Take Your Time

Adopting a new dog is exciting, and I know you want to take that dog out as soon as you get him/her and show them off to the world, but PLEASE DON’T. Relationships take time to build. You cannot take a newly acquired dog and put them into unknown situations with people he just met and expect it be a positive experience for the dog or the new owner.

Dogs take at least two weeks to acclimate to a new environment. During those first two weeks you should be laying the foundation for your lifetime you’re about to spend with them. Allow them time to settle, and then start working on basic obedience. Remember, if you don’t have 100% control over your dog in your home you’ll never have it outside of your home. Once you have the foundation laid at home start introducing the dog to different scenarios in a controlled manner. For example, take the dog to the park and sit near the playground, and by near I mean like 20-30 feet away. That way the dog can observe screaming and running children from a distance without being forced to confront these alien creatures. Make sure you reward the dog with tasty treats so he makes a positive connection between the aliens and his behavior. If the dog is having a hard time increase the distance between you and the children (aka aliens). Once the dog is more comfortable then use the food rewards. This scenario can be used in any situation such as bicycles, skateboards, strollers, etc.
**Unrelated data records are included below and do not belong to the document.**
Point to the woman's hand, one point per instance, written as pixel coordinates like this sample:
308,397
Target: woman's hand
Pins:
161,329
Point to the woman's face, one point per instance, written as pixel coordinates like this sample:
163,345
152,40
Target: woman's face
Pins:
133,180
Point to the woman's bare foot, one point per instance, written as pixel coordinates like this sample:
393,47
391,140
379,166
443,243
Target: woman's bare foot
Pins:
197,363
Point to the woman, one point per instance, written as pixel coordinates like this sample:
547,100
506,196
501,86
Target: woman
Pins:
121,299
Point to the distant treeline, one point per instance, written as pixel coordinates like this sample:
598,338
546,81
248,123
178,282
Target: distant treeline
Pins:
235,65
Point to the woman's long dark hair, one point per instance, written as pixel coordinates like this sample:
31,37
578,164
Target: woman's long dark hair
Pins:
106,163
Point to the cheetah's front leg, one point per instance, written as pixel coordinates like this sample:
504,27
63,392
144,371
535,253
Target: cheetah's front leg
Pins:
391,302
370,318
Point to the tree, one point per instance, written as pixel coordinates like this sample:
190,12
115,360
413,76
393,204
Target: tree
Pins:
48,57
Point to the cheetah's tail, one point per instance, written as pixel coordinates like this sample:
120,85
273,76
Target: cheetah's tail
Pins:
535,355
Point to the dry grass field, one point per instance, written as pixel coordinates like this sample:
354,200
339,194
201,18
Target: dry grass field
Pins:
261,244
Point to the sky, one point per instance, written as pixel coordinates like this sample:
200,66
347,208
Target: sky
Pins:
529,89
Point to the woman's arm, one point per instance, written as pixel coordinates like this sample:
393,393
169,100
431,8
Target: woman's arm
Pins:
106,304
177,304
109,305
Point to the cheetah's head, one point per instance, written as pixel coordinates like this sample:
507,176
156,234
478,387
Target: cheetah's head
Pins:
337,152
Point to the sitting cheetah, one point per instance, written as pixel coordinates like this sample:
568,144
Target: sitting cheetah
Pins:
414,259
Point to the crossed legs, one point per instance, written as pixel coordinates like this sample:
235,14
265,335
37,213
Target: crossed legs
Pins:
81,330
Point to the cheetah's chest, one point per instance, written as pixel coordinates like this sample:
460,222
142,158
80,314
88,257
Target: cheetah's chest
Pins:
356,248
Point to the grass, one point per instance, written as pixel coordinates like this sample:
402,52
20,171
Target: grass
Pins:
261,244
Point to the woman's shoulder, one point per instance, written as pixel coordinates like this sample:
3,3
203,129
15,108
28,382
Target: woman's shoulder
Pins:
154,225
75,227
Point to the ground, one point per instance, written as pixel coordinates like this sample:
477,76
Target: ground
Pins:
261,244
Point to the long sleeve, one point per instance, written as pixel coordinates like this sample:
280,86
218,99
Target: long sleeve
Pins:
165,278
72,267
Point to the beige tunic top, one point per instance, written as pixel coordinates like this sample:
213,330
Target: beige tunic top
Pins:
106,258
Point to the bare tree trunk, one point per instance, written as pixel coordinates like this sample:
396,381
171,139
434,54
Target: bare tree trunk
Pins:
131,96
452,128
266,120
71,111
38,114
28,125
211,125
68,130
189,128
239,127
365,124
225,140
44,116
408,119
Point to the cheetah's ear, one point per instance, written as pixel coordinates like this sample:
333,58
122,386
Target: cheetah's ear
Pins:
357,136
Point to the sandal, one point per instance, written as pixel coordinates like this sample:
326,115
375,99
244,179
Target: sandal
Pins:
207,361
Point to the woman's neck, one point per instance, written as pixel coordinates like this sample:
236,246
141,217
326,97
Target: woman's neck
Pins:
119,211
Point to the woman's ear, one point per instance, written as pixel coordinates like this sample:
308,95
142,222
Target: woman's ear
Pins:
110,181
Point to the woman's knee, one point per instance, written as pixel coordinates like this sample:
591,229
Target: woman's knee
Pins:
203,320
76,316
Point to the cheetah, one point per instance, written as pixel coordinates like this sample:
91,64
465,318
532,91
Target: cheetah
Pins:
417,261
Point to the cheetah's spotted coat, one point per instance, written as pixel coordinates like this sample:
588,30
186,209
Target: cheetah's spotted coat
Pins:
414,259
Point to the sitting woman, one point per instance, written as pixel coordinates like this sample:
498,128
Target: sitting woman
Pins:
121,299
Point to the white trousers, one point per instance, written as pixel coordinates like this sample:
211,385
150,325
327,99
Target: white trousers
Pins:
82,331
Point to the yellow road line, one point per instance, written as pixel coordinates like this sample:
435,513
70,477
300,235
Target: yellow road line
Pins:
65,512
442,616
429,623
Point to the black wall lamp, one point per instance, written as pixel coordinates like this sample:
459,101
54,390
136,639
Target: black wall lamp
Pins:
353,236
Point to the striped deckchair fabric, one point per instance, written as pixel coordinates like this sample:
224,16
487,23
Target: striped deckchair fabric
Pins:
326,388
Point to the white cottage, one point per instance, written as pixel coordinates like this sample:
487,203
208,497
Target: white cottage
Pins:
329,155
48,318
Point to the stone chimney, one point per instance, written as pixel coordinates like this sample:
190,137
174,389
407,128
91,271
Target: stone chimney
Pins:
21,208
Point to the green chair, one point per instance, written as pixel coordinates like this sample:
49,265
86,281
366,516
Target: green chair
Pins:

When taking the dog to someone else’s house make sure that it’s OK with them first. If they don’t want the dog there the dog will know it and feed off of that uncomfortable reaction from the homeowner. If the homeowner agrees you must make the experience as uneventful as possible. Advise the homeowner and guests not to acknowledge the dog in any way once you come into the home – on leash! Do not make eye contact and speak to the dog. Allow the dog to approach when they are comfortable and don’t let anyone push themselves on the dog or into their personal space. This will also help if your dog is excitable. Keeping these meetings on an even keel helps the excitement level decrease and produces better behavior. These same rules also apply to anyone coming into the home. They must ignore the dog. If they can’t obey the rules they can’t come over! That may seem harsh but your job as a responsible pet owner is to set this dog up for success!

Once you have an established bond, some obedience training, and socialization under your belt then you can try introducing them to a highly stimulating environment and see how they do. If it doesn’t go well, that is OK. Try something a little more, low key and build from there, and remember to seek professional help if you need to!